Ce soir, des dizaines de petits monstres, fantômes et autres sorcières viendront cogner à votre porte avec une chose en tête: les bonbons.

Ce soir, des dizaines de petits monstres, fantômes et autres sorcières viendront cogner à votre porte avec une chose en tête: les bonbons.

Ce faisant, ils feront rouler sans le savoir une industrie dont les ventes dépassent le milliard de dollars au Québec, et qui ont bondi de 10% l'an dernier. Pas de doute: ça boume dans le bonbon.

Jean Mondoux aime l'Halloween. Tellement qu'aujourd'hui, alors que des milliers d'enfants s'apprêtent à croquer des bonbons partout dans la province, le président de Bonbons Mondoux célébrera aussi en se payant une bouchée.

Aujourd'hui, 31 octobre 2007, Jean Mondoux avalera un fabricant de bonbons québécois.

«Malheureusement, je ne peux pas dire encore lequel», a-t-il dit cette semaine à La Presse Affaires, laissant flotter un peu de mystère en cette saison des fantômes.

Ce qui semble plus limpide, c'est que Jean Mondoux travaille dans une industrie en pleine croissance.

Au Québec, la valeur des livraisons québécoises dans le secteur «sucre et confiserie» a bondi de plus de 10% entre 2005 et 2006, selon les chiffres du ministère de l'Agriculture, des Pêcheries et de l'Alimentation du Québec (MAPAQ).

«L'industrie de la confiserie est en santé. Très en santé, approuve Bill Goodman, agent principal, développement de marché, à Agriculture et Agroalimentaire Canada. On regarde les statistiques, on parle aux entreprises, et elles semblent se porter plutôt bien.»

C'est certainement l'impression que laisse une conversation avec Jean Mondoux, qui se définit lui-même comme le «king du bonbon au Québec».

«On fait des bonbons, on en importe, on en distribue», lance-t-il comme on récite un slogan.

Le gros des activités de Bonbons Mondoux, qui fait dans la friandise depuis 1967, est cependant l'importation. L'entreprise fait venir des sucreries d'un peu partout dans le monde, que ce soit d'Espagne, du Brésil, d'Allemagne ou de Belgique.

«Ça arrive en conteneur de 40 pieds», dit-il dans une phrase qui risque de faire saliver bien des enfants. Bonbons Mondoux emballe les friandises dans son usine de Laval, puis les distribue aux détaillants.

L'entreprise, qui compte 125 employés et vend pour 35 millions de dollars de bonbons chaque année, vise une deuxième acquisition d'ici le mois de décembre, et lorgne maintenant les États-Unis.
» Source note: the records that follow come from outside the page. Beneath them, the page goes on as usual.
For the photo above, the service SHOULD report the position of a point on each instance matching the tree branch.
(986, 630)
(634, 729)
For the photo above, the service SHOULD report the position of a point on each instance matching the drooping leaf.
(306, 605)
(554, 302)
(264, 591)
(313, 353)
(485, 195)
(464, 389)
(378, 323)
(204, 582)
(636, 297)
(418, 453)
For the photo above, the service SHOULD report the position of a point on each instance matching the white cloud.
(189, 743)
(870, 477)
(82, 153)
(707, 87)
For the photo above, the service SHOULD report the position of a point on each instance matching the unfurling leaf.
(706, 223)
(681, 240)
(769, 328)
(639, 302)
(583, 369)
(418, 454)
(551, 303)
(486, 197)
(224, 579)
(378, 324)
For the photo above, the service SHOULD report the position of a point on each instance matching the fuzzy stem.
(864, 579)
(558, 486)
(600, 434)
«C'est un marché qu'on va développer bientôt, dit-il. C'est sûr que c'est intéressant, il y a beaucoup de volume là-bas. Il y a des sortes de bonbons qu'ici, c'est des pinottes. Tandis que là-bas, c'est 25 fois plus.»

Une concurrence féroce

L'Halloween? «C'est une bonne fête pour nous. Comme Noël et Pâques», dit Jean Mondoux.

La fête des citrouilles représente aussi 35% du chiffre d'affaires de la division confiserie d'Aliments Original, qui produit toutes sortes de sucreries dans son usine de Vanier.
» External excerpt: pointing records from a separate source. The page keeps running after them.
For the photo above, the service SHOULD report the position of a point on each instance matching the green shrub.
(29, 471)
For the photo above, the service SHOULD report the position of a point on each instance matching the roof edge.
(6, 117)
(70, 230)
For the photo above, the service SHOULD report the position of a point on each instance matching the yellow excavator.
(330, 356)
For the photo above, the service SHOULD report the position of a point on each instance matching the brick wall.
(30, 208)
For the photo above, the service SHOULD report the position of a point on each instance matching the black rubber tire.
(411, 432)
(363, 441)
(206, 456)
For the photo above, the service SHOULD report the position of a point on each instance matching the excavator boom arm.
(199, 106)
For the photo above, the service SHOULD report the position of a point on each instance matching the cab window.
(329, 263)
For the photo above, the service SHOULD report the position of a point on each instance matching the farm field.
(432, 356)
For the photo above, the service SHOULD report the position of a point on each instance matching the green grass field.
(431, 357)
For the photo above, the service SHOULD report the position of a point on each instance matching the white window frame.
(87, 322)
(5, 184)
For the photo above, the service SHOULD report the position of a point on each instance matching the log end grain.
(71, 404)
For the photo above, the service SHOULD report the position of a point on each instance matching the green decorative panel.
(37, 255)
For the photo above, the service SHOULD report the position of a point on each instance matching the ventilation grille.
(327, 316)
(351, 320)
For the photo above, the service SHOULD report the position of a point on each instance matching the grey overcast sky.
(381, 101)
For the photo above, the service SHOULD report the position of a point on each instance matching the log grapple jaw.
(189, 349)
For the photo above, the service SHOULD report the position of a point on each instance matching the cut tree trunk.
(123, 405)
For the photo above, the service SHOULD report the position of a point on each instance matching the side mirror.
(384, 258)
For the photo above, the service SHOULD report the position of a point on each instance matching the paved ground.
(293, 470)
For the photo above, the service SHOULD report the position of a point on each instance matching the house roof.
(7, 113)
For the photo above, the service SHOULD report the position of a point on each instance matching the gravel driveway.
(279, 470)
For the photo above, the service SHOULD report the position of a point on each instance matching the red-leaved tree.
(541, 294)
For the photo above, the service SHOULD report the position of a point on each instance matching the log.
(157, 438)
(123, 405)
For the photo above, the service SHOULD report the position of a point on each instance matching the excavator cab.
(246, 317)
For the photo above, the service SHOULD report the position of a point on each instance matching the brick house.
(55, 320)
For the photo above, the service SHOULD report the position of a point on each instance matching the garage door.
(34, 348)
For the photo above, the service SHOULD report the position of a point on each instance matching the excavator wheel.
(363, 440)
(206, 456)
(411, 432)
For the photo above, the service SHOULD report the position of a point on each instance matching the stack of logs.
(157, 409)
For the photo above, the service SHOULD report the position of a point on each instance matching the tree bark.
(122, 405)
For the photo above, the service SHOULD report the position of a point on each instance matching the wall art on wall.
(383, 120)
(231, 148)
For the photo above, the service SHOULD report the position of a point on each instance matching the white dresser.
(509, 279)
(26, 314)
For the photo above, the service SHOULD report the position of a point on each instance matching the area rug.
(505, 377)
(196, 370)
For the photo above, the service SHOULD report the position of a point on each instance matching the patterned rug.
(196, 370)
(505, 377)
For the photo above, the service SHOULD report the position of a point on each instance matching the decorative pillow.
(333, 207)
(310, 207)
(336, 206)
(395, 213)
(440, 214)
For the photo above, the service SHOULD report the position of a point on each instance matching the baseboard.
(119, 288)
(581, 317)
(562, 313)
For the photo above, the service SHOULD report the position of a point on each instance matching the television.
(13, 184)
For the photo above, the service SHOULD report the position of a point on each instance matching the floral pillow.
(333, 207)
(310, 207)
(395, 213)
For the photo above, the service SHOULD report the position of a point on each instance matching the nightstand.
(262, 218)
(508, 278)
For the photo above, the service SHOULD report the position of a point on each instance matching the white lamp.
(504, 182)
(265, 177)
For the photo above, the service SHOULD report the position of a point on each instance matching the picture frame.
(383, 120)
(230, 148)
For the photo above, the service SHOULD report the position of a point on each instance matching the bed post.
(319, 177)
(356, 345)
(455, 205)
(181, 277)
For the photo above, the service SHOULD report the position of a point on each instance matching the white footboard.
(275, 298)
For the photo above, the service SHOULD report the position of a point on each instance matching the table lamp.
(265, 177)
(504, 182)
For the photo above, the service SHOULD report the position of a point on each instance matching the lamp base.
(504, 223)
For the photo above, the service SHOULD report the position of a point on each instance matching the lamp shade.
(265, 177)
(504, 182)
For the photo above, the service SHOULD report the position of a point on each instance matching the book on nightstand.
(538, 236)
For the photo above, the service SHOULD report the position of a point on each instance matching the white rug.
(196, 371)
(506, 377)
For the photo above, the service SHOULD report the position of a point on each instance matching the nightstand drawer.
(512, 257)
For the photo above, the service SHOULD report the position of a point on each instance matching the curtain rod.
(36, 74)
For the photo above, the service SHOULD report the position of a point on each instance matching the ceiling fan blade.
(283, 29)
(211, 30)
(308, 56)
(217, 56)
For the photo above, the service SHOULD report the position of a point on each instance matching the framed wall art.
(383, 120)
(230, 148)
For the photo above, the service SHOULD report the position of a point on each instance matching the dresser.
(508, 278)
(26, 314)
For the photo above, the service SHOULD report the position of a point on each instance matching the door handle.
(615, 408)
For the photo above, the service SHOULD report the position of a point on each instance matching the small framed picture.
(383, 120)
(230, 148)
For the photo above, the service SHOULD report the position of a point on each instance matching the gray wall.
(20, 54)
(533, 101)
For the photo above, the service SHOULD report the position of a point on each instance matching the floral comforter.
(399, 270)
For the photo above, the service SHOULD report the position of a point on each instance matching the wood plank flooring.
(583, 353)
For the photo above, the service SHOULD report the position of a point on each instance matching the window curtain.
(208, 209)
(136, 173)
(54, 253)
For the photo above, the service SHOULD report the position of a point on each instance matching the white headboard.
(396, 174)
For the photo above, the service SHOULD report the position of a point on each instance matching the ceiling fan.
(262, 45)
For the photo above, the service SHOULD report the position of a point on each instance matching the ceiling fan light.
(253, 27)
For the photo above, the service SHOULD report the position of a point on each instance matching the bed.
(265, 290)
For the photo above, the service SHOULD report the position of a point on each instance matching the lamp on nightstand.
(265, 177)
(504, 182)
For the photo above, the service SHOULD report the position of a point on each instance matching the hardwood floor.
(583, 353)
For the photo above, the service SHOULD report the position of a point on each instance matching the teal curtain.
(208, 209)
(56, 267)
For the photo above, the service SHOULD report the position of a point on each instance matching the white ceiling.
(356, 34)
«On a un gros programme d'Halloween. On est très fort dans le saisonnier», dit Philippe Canac-Marquis, directeur général adjoint de l'entreprise.

Tires d'Halloween, carrés de caramel, suçons: l'entreprise a terminé sa production d'Halloween il y a maintenant un mois, le temps d'envoyer la marchandise dans les épiceries.

Elle se prépare maintenant pour la production de Noël, où les bonbons traditionnels et les tuques en chocolat seront à l'honneur.

Un bon métier, celui de fabricants de bonbons? «Les affaires vont bien», répond M. Canac-Marquis, qui souligne toutefois que l'industrie a perdu beaucoup de son pouvoir de négociation auprès des épiciers depuis les acquisitions de Provigo par Loblaws et d'A&P par Metro.

«La concurrence vient de toutes parts, dit aussi Philippe Canac-Marquis. Il est difficile d'arriver avec des articles qui performent.»

Une situation qui n'échappe pas à Bill Goodman, d'Agriculture et Agroalimentaire Canada.

«Oui, l'industrie est en santé. Mais elle est aussi très concurrentielle. Les entreprises sont constamment à l'affût de méthodes pour gagner en efficacité. Quand vous regardez le marché de l'Amérique du Nord - et je dis Amérique du Nord parce qu'avec l'ALENA, c'est vraiment un seul marché - on voit une industrie très à maturité. Pour augmenter significativement vos parts de marché, vous devez cannibaliser une autre entreprise ou un autre produit.»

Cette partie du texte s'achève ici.